Arjantin Dışişleri Bakanı Diana Mondino, Brezilya Devlet Başkanı Luiz Inacio Lula da Silva'nın Birleşmiş Milletler (BM) sisteminin artık küresel meydan okumalara yeterince cevap üretemediği yönündeki açıklamalarına destek verdiğini söyledi.
Mondino, 79. BM Genel Kurul toplantıları kapsamında düzenlenen G20 Dışişleri Bakanları Toplantısı'nda konuştu.
Lula'nın BM yapısının gözden geçirilmesi önerisine katıldığını dile getiren Mondino, "Veto yetkisi savaş suçları veya zulüm içeren bazı özel durumlarda kullanılamamalı." dedi.
Mondino, veto yetkisinin yeniden düşünülüp değerlendirilmesi gerektiğini, BM Güvenlik Konseyinin çok sayıda katılımcısı bulunduğunu ve ortak bir anlaşmaya varmanın da bu sistem içinde çok zor olduğunu ifade etti.
Japonya Dışişleri Kıdemli Bakan Yardımcısı Akahori Takeşi, uluslararası toplumun karşı karşıya olduğu sorunların çözümü için Birleşmiş Milletler'de (BM) "reform"a işaret ederek, G20 ülkelerinin buna yönelik momentumu desteklemesi gerektiğini söyledi.
Akahori Takeshi, BM 79. Genel Kurul toplantıları kapsamında düzenlenen G20 Dışişleri Bakanları Toplantısında konuştu.
Akahori, Rusya-Ukrayna savaşı ve İsrail'in Gazze'ye saldırıları gibi konuların etkin bir şekilde ele alınabilmesi için hukukun üstünlüğünün güçlendirilmesi ve uluslararası toplumdaki yapısal değişimleri de göz önüne alarak küresel yönetişimde ivedi reformlar yapılması gerektiğine dikkati çekti.

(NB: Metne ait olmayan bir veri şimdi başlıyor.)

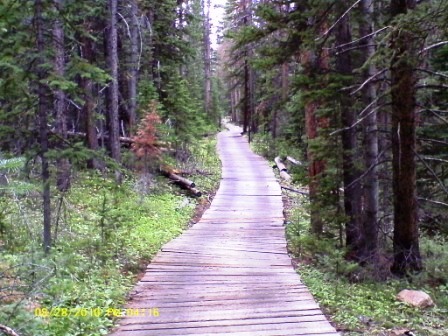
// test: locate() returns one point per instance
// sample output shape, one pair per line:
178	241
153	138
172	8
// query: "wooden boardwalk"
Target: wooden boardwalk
230	273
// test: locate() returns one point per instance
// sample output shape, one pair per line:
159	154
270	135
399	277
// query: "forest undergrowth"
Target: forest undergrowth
104	236
358	300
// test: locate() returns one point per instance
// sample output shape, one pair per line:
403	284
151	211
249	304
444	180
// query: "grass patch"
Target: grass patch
363	306
104	235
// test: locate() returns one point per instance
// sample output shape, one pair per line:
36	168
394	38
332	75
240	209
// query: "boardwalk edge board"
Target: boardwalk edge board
229	274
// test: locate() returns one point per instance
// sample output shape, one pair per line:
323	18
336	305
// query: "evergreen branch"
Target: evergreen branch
361	38
442	185
433	72
428	158
367	81
8	331
354	48
375	164
432	46
337	21
438	116
433	140
126	23
431	86
360	114
432	201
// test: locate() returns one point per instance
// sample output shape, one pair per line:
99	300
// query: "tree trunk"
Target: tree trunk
63	164
370	183
88	109
207	60
351	173
112	90
406	243
313	65
133	67
247	115
43	93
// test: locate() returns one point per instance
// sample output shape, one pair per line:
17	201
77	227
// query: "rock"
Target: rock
415	298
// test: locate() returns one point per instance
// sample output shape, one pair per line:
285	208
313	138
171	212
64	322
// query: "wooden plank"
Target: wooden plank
230	274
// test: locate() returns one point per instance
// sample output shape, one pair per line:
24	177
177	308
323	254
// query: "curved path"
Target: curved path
230	273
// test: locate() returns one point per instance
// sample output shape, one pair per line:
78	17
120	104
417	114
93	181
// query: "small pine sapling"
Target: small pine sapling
144	142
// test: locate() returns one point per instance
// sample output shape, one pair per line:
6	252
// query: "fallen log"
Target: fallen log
8	331
282	169
183	182
295	190
294	161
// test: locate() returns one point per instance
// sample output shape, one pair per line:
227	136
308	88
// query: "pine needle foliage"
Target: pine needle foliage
144	143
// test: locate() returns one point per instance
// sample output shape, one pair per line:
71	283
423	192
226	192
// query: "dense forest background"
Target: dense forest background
357	89
99	97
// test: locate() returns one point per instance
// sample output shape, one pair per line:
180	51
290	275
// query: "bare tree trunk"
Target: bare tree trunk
112	90
133	71
406	243
247	115
371	185
63	164
314	64
88	109
43	93
207	60
351	173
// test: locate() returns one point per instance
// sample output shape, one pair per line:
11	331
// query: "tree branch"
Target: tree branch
8	331
442	185
338	20
432	201
432	46
367	81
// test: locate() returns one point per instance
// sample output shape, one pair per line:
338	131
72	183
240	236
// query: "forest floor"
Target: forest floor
104	234
230	273
367	307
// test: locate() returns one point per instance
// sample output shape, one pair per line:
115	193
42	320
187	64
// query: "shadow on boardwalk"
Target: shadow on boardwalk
230	273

Benzer bir "reformu" Dünya Ticaret Örgütü için de dile getiren Bakan Yardımcısı, çok taraflı ticaret sisteminin güçlendirilmesinin öneminin altını çizdi.
Akahori, Japonya'nın 2023 dönem başkanlığını yaptığı G7 Liderler Zirvesi'nde başlatılan "Hiroşima Yapay Zeka Süreci"ne de değindi.
Borrell, BM 79. Genel Kurulu toplantıları kapsamında düzenlenen G20 Dışişleri Bakanları Toplantısı'nda konuştu.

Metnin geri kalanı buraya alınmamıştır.